The Greater Lehigh Valley Realtors recently released its February data, which showed prices increased 8.2 percent to $188,250. Inventory dropped 9.2 percent to 1,053 units, leading to a month’s supply of inventory that dropped 8.7 percent to 2.1 months.
With fewer homes for sale, buyers have fewer options.
“We don’t have a lot of supply and inventory,” said GLVR President Carl Billera. “Whatever is out there is selling and selling quickly.”
Gail Hoover, a Realtor with RE/MAX Central Center Valley office, said when people go looking for homes, there isn’t much to choose from.
“We are certainly down in inventory,” Hoover said.
She is hopeful the market will improve in the spring. Possible sellers are in preparation mode.
“Right now, I always call this ‘the lining up of the ducks,’ period,” Hoover said.
Hoover, an agent for 30 years, said the first three months of the year is often the time when people looking to buy or sell their home come into the office to see what they qualify for and prepare themselves.
In February, homes lasted an average 53 days on the market. In January, they lasted on average 60 days, Billera said.
“That also tells me buyers are out there looking,” Billera said.
Weather also is a factor, as people tend to hunker down when conditions are cold and snowy, according to Billera, a broker and managing partner for Better Homes and Gardens Real Estate Valley Partners in Emmaus.
Comparing data from February 2018, the latest report showed that pending sales were up 4.5 percent to 647 and new listings dropped 6.3 percent to 696. Furthermore, closed sales dropped from 453 to 418, a 7.7 percent decrease.
In Carbon County, new listings increased from 68 to 79, an increase of 16.2 percent.
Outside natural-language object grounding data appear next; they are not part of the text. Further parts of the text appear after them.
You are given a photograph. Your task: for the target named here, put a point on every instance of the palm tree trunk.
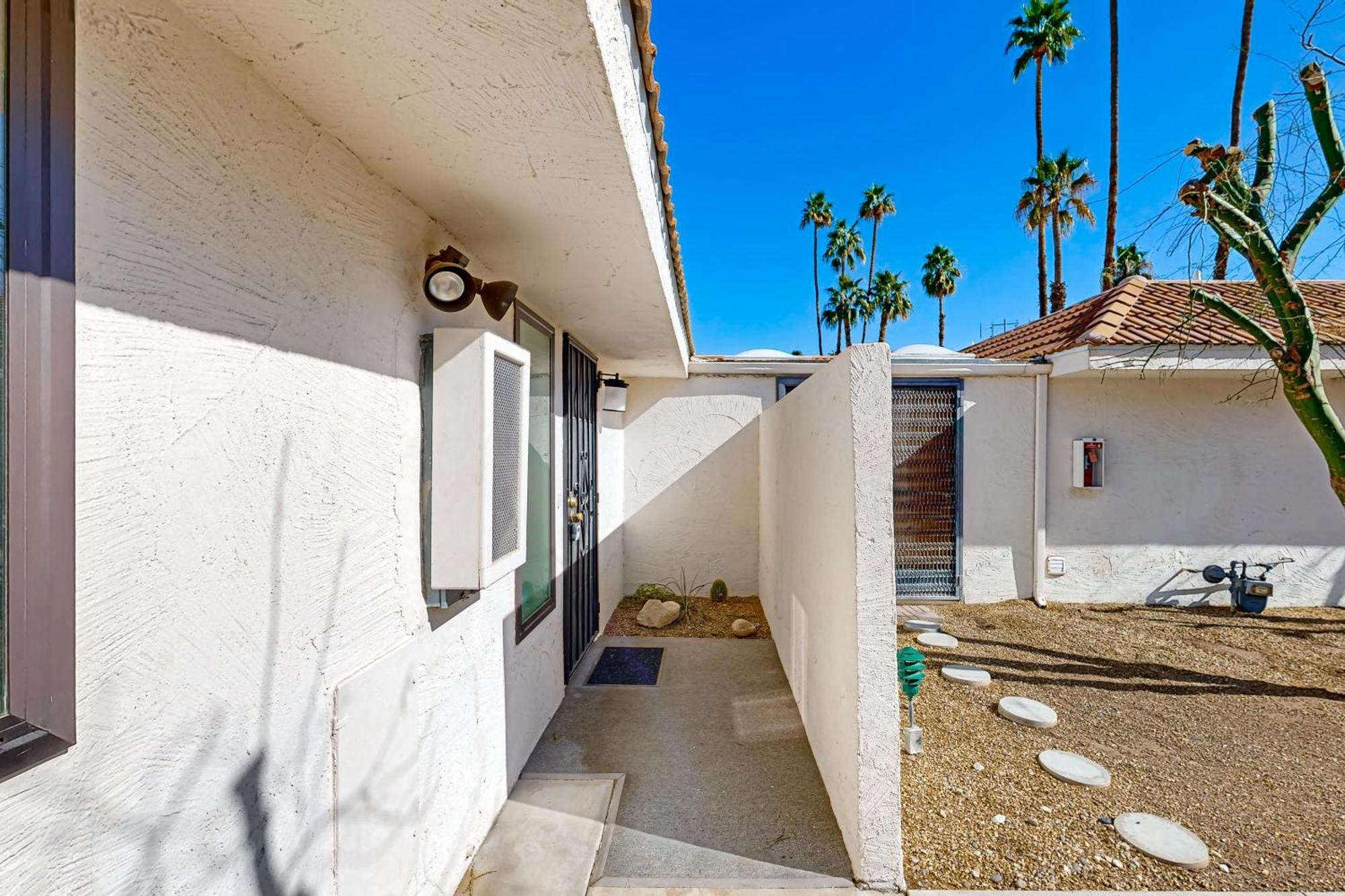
(817, 287)
(1042, 225)
(874, 257)
(1109, 257)
(1235, 130)
(1058, 288)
Also, pending sales increased from 49 to 63, an increase of 28.6 percent.
With these increasing numbers, Billera said that could indicate that people might be more willing to move a little bit further outside the valley.
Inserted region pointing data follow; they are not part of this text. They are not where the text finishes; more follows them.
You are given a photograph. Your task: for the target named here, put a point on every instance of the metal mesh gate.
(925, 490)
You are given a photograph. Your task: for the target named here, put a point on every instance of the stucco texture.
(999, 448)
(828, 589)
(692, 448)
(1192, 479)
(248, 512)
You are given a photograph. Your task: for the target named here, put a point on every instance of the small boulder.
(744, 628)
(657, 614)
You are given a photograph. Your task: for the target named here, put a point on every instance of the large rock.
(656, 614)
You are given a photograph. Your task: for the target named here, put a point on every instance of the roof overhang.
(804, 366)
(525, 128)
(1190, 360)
Hoover said she has had some buyers say they would be willing to commute from Carbon County into the Lehigh Valley to work, so they are looking at homes in that area.
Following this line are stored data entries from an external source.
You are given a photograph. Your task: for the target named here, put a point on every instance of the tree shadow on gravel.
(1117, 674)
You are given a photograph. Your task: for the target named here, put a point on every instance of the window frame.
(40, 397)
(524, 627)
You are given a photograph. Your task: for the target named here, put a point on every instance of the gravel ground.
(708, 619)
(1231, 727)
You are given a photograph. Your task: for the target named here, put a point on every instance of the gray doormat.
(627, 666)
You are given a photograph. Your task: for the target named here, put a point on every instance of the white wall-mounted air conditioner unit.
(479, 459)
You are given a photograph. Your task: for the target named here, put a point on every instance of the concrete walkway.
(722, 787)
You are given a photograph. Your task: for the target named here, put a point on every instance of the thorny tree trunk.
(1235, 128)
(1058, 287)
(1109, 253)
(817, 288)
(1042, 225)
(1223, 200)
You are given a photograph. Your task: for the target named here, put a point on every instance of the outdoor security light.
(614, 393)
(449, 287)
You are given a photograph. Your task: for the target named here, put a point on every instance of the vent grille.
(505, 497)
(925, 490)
“Employment is strong here so I think we will have a strong real estate market this year,” Hoover said. “It all has to do with the economy. Prices are still very affordable. I think we have the makings of a good market on both sides, seller and buyer.”
The National Association of Realtors recently reported that national existing home sales were down slightly during January 2019 and that pending sales were up in year-over-year comparisons.